Real-time quantitative polymerase chain reaction (RT-qPCR)
Total RNA was prepared from fresh-frozen left ventricular myocardium using Trizol reagent (Invitrogen, Carlsbad, CA). The reverse transcription of PCR was performed using Toyobo ReverTra Ace-a-real-time – PCR kit (Toyobo Co, Ltd, Osaka, Japan) according to the manufacturer’s instructions. The real-time PCR was performed with ABI PRISM 7900 System (Applied Biosystems, Carlsbad, CA). The genes were amplified using their specific primers as follows: 1) ANP, 5”-GGTGTCCAACACAGATCTGA-3‘and 5’-CCACTAGACCACTCATCTAC-3;‘ 2) BNP, 5’-AGTCCTTCGGTCTCAAGGCA-3‘and 5’-CCGATCCGGTCTATCTTGTGC-3;‘ 3) Col1a1, 5’-GGACGCCATCAAGGTCTACTGC-3‘and 5’-GAACGGGAATCCATCGGTCAT-3;‘ 4) Col3a1, 5’-CTCAAGAGTGGAGAATACTGGGTT-3‘ and GGTATGTAATGTTCTGGGAGGC-3;’ 5) GAPDH, 5”-ACCACAGTCCATGCCATCAC-3“and 5”-TCCACCACCCTGTTGCTGTA-3.’ Expression levels of hypertrophic and fibrotic-related genes were shown as 2−ΔΔCt of the target gene relative to GAPDH. All real-time PCR reactions were performed in triplicate.
Western blot (WB)
Western blot was performed as previously described (Citation1,Citation11).
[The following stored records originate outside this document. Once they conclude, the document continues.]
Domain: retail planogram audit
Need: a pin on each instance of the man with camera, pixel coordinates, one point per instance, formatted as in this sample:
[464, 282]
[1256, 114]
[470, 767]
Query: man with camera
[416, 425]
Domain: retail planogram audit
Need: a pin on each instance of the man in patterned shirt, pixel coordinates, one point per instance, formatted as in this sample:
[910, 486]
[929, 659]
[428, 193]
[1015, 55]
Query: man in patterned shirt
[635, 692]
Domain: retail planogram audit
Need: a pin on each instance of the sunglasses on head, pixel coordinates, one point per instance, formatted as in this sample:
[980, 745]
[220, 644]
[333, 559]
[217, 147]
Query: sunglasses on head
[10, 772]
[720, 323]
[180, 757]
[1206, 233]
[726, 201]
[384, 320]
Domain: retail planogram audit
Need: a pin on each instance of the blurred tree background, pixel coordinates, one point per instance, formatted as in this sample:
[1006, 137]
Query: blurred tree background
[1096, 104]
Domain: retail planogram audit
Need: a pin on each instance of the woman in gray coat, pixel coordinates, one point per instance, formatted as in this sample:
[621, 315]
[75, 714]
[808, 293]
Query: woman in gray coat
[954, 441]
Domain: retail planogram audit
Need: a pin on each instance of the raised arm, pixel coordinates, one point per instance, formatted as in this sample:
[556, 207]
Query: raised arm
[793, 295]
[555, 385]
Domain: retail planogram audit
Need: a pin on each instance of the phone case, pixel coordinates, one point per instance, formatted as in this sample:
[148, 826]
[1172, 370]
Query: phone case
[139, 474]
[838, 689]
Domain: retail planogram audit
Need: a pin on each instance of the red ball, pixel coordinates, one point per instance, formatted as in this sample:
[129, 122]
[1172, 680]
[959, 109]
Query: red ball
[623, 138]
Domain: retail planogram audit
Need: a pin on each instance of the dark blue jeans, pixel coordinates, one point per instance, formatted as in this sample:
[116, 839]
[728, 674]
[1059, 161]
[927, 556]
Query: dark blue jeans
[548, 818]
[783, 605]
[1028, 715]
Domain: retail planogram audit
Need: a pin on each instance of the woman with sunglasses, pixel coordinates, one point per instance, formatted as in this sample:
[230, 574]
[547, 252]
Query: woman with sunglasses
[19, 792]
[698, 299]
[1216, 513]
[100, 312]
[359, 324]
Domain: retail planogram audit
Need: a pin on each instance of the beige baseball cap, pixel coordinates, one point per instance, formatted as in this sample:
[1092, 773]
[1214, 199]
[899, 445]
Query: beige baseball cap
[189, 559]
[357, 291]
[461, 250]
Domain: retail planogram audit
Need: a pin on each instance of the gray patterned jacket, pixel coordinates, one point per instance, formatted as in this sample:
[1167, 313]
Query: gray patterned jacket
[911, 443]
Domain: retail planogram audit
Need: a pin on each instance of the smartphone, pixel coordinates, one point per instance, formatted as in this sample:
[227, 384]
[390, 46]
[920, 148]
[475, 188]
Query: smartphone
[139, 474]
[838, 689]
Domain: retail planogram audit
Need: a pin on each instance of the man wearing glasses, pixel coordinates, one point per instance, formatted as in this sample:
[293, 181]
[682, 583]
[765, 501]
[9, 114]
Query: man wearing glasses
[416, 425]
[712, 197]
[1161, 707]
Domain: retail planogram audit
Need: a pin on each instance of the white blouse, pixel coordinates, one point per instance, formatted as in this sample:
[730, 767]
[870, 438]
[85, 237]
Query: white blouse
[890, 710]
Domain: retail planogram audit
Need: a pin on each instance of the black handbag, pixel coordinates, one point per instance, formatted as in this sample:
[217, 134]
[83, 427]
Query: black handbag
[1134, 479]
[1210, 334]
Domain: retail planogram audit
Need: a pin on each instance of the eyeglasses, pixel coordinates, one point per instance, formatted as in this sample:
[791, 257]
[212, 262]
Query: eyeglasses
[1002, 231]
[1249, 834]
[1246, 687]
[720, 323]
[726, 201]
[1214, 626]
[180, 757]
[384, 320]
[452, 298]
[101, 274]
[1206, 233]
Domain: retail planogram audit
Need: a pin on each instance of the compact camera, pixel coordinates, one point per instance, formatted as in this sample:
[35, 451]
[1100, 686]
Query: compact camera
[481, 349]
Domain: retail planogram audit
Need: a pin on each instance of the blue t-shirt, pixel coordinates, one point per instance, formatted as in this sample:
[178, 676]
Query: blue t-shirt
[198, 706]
Briefly, total protein extracted from homogenized left ventricular tissues was electrophoresed in 12% polyacrylamide gel and transferred to PVDF membrane (Millipore, Billerica, MA, USA). The blotted membranes were incubated with primary antibodies against GSDMD (1:1000; CST, Danvers, MA, USA), cleaved IL-18 (1:1000; CST, Danvers, MA, USA), IL-18 (1:1000; CST, Danvers, MA, USA), phospho-JNK (1:1000; CST, Danvers, MA, USA), JNK (1:1000; CST, Danvers, MA, USA), phospho-p38 (1:1000; CST, Danvers, MA, USA), p38 (1:1,000; CST, Danvers, MA, USA), phospho-ERK1/2 (1:1000; CST, Danvers, MA, USA), ERK1/2 (1:1000; CST, Danvers, MA, USA), phospho-Akt (1:1000; CST, Danvers, MA, USA), and Akt (1:1000; CST, Danvers, MA, USA). After three washes, the blotted membranes were then incubated with horseradish peroxidase-conjugated rabbit secondary antibody (1:5000, Kang-Chen Biotechnology, Shanghai, China). GAPDH was used as the internal control that was detected by horseradish peroxidase-conjugated monoclonal mouse GAPDH (1:5000; Kang-Chen Biotechnology, Shanghai, China). The antigen-antibody complexes were detected using ECL chemiluminescence reagents (GE Healthcare, Piscataway, NJ) and visualized by densitometry using LAS-3000 Image software (FUJIFILM, Kanagawa, Japan).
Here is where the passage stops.